According to the power producer’s managing director Eddy Njoroge, the concerns of the regulator were well addressed to allow the system to go into operation on Monday morning.

Not enough

“We managed to address the few concerns that the CMA raised and agreed that some were not enough to stop the automated trading of the bonds,” Mr Njoroge told journalists at the sides of the listing ceremony in Nairobi.

The bond attracted applications for Sh26.6 billion against a target of Sh15 billion.

However, the firm is exercising a greenshoe option of Sh10 billion that will see it absorb a total of Sh25 billion.

Prime Minister Raila Odinga and Finance minister Uhuru Kenyatta who attended the event at the Nairobi Stock Exchange, underscored the deepening of Kenya’s debt capital market.

“The results clearly show that we can raise most of the funds needed to realise the goals of Vision 2030 through our own capital markets,” said Mr Odinga.

The failure to trade through the ATS could have been a low point to the bond offer as it was one of its key selling points.

CMA chief executive Stella Kilonzo said that they approved the system after the issues they had raised were met.

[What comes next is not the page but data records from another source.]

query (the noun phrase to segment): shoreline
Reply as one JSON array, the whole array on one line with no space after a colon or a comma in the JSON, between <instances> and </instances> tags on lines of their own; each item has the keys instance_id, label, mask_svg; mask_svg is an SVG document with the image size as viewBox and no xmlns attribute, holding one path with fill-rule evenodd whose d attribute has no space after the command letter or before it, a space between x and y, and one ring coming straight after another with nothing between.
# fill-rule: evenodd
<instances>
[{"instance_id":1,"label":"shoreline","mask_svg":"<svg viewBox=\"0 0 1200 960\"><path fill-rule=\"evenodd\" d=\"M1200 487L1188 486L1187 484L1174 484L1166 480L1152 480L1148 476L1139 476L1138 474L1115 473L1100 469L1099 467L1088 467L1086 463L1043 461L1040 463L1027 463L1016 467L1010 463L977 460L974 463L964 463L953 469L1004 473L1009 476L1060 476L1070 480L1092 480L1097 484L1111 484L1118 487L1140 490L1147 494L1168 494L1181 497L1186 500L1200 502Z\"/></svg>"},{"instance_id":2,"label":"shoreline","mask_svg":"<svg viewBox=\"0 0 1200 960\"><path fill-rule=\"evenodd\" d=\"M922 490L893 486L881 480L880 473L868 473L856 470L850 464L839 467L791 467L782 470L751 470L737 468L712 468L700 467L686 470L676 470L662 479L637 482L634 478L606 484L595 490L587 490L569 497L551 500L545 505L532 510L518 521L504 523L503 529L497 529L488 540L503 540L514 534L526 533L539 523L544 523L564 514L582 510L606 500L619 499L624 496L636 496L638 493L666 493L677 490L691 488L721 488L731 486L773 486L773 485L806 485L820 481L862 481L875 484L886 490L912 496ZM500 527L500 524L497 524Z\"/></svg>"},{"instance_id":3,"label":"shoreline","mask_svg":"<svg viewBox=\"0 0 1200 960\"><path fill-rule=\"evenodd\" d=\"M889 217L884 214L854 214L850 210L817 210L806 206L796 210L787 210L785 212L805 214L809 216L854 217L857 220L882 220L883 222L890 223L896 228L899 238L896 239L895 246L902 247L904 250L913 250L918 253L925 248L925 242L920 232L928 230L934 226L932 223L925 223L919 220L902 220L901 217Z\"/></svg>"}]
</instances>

The NSE, Central Depository Settlement Corporation and the Central Bank of Kenya were to be involved in the execution of the automated trading of the bonds.

Among the issues that the market regulator had raised were on service level agreement, trading procedures, project implementation, fee structure and the price list.

The authority had further noted that these requirements were to be endorsed by the various boards of directors before the system came to life.

On Monday there were claims that the system was not up to task.